Gerechtshof Arnhem-Leeuwarden

Datum uitspraak
30 juli 2019
Publicatiedatum
30 juli 2019
Zaaknummer
200.259.563
Instantie
Gerechtshof Arnhem-Leeuwarden
Type
Uitspraak
Rechtsgebied
Civiel recht; Personen- en familierecht
Procedures
  • Hoger beroep
Vindplaatsen
  • Rechtspraak.nl
AI samenvatting door LexboostAutomatisch gegenereerd

Hoger beroep inzake zorgregeling en omgangsrecht tussen gescheiden ouders

In deze zaak gaat het om een hoger beroep dat is ingesteld door de vader in een geschil over de zorgregeling en omgangsrecht met zijn kinderen na de scheiding van de ouders. De vader, vertegenwoordigd door mr. P.G.W. van Wees, heeft in eerste aanleg verzocht om de kinderen met onmiddellijke ingang aan hem af te geven, terwijl de moeder, vertegenwoordigd door mr. J.E.A. van Beveren, zich verzet tegen deze vordering. De rechtbank Gelderland heeft op 8 april 2019 een vonnis uitgesproken waarin de vader werd veroordeeld om de kinderen aan de moeder af te geven, met een dwangsom voor elke dag dat hij dit nalaat. De vader heeft in hoger beroep de beslissing van de rechtbank bestreden en verzocht om wijziging van de zorg- en contactregeling, die op 3 juli 2019 door de rechtbank was vastgesteld.

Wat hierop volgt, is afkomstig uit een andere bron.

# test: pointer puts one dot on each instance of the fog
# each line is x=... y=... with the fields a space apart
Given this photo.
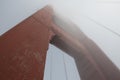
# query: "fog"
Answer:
x=89 y=15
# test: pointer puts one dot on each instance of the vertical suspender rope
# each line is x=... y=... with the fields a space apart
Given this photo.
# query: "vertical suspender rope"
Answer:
x=65 y=67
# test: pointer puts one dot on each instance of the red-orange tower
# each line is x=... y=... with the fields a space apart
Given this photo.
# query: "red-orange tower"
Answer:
x=23 y=49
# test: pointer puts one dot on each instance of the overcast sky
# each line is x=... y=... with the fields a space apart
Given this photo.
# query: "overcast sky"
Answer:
x=104 y=12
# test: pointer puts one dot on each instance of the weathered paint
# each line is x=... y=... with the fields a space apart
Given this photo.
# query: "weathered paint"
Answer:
x=23 y=51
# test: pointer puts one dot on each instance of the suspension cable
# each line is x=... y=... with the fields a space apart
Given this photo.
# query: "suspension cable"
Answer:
x=65 y=67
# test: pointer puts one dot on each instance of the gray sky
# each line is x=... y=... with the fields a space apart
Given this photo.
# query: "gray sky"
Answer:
x=105 y=12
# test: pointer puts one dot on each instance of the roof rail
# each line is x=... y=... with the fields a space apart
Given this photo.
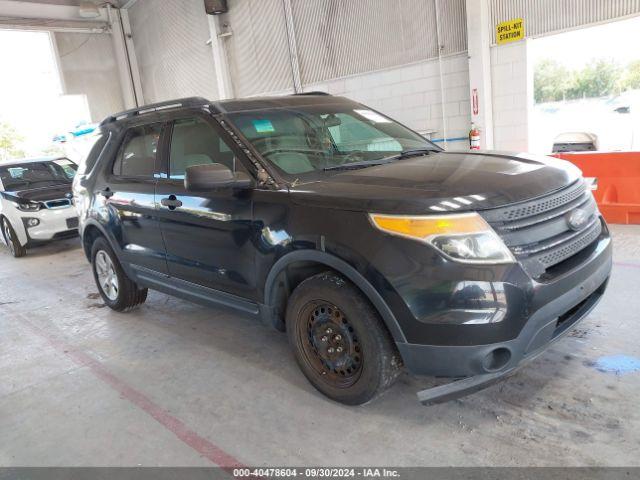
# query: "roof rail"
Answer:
x=311 y=93
x=156 y=107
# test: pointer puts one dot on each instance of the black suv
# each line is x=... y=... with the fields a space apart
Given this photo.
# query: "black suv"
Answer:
x=372 y=247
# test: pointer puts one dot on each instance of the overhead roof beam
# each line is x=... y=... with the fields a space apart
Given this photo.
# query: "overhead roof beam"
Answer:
x=46 y=11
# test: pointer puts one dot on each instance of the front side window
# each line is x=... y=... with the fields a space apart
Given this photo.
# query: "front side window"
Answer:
x=307 y=141
x=87 y=162
x=196 y=142
x=137 y=155
x=37 y=174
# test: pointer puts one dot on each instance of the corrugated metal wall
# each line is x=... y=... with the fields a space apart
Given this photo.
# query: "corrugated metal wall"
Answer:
x=170 y=43
x=548 y=16
x=337 y=38
x=258 y=50
x=88 y=66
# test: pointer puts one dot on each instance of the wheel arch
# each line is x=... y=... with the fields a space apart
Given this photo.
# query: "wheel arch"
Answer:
x=277 y=289
x=90 y=232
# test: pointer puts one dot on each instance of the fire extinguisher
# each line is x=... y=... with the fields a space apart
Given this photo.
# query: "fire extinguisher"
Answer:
x=474 y=137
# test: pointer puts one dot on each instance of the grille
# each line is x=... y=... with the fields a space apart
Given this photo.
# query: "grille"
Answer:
x=61 y=203
x=538 y=232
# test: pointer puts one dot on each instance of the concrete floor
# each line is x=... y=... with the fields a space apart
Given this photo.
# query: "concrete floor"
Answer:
x=177 y=384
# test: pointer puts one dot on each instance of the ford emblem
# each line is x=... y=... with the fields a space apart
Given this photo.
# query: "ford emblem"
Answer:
x=577 y=219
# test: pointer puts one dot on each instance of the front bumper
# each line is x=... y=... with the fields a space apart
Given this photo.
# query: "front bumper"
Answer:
x=556 y=307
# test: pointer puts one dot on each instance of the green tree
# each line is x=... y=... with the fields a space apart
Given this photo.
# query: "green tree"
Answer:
x=631 y=79
x=9 y=141
x=551 y=81
x=597 y=79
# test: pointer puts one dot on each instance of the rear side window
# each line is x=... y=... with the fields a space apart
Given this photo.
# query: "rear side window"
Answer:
x=137 y=156
x=196 y=142
x=88 y=162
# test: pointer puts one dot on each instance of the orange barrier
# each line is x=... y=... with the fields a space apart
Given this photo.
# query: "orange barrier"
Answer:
x=618 y=174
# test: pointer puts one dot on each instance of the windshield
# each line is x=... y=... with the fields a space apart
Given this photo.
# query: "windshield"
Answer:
x=37 y=174
x=305 y=142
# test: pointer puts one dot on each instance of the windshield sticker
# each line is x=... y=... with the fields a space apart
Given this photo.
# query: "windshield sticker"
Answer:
x=16 y=172
x=372 y=116
x=263 y=126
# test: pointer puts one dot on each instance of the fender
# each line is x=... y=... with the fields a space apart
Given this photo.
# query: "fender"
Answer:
x=345 y=269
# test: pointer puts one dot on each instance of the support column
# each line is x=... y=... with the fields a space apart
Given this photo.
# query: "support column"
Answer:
x=220 y=58
x=480 y=94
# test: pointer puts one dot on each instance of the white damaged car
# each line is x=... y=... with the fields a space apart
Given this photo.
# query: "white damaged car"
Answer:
x=36 y=203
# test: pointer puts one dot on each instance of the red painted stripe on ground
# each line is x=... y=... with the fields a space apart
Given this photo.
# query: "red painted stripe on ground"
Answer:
x=201 y=445
x=627 y=265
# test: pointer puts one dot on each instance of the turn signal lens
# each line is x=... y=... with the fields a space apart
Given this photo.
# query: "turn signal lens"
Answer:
x=464 y=237
x=423 y=227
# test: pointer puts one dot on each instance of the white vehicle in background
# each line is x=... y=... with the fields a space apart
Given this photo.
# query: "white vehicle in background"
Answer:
x=36 y=203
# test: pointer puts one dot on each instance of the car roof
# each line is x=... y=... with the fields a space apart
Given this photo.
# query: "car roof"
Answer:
x=261 y=103
x=228 y=106
x=22 y=161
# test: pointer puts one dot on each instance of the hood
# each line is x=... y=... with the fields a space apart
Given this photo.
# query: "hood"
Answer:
x=41 y=194
x=440 y=182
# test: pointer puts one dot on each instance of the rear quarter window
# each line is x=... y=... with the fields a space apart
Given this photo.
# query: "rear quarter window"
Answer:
x=87 y=163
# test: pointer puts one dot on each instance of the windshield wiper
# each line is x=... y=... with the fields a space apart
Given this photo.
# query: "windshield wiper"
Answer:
x=363 y=164
x=414 y=152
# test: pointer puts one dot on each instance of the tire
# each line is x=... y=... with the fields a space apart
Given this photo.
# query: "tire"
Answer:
x=11 y=238
x=118 y=291
x=327 y=312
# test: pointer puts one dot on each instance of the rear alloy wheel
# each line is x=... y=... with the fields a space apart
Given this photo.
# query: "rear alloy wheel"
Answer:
x=11 y=238
x=107 y=276
x=118 y=291
x=340 y=341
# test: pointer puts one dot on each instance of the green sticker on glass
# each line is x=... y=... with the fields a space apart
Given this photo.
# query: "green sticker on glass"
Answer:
x=263 y=126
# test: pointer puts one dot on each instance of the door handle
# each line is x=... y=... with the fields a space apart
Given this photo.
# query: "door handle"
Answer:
x=171 y=202
x=106 y=193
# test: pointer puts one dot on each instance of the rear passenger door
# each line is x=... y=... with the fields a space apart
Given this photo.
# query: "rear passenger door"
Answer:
x=129 y=193
x=207 y=234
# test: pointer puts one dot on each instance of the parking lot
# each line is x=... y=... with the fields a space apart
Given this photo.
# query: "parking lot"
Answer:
x=176 y=384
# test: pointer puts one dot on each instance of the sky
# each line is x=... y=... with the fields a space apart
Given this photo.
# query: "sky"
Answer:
x=618 y=40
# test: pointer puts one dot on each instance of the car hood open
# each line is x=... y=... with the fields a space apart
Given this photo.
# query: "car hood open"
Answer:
x=440 y=182
x=41 y=194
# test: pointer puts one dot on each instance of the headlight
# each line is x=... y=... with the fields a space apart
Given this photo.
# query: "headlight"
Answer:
x=27 y=206
x=462 y=237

Het hof heeft de procedure in hoger beroep beoordeeld en vastgesteld dat de vader zijn eis heeft gewijzigd, wat in strijd is met de goede procesorde. Het hof oordeelt dat de vader geen spoedeisend belang meer heeft bij zijn vordering tot vernietiging van het bestreden vonnis, gezien de recente ontwikkelingen in de zorgregeling. De raad voor de Kinderbescherming heeft geadviseerd dat de omgang onder regie van de gezinsvoogd dient plaats te vinden, gezien de onrustige situatie tussen de ouders en de impact daarvan op de kinderen. Het hof heeft geconcludeerd dat de grieven van de vader falen en dat het bestreden vonnis moet worden bekrachtigd. De beslissing van het hof is op 30 juli 2019 openbaar uitgesproken.

Uitspraak

GERECHTSHOF ARNHEM-LEEUWARDEN

locatie Arnhem
afdeling civiel recht, handel/familie
zaaknummer gerechtshof 200.259.563
(zaaknummer rechtbank Gelderland, 351808)
arrest in kort geding van 30 juli 2019
in de zaak van
[appellant],
wonende te [woonplaats] ,
appellant,
gedaagde in eerste aanleg,
hierna: de vader,
advocaat: mr. P.G.W. van Wees te Arnhem,
tegen:
[geïntimeerde],
wonende te [woonplaats] ,
geïntimeerde,
eiseres in eerste aanleg,
hierna: de moeder,
advocaat: mr. J.E.A. van Beveren te Arnhem.

1.Het geding in eerste aanleg

Voor het geding in eerste aanleg verwijst het hof naar de inhoud van het op 8 april 2019 mondeling uitgesproken vonnis, geminuteerd op 19 april 2019 (hierna: het bestreden vonnis) dat de voorzieningenrechter in de rechtbank Gelderland, zittingsplaats Arnhem, heeft gewezen.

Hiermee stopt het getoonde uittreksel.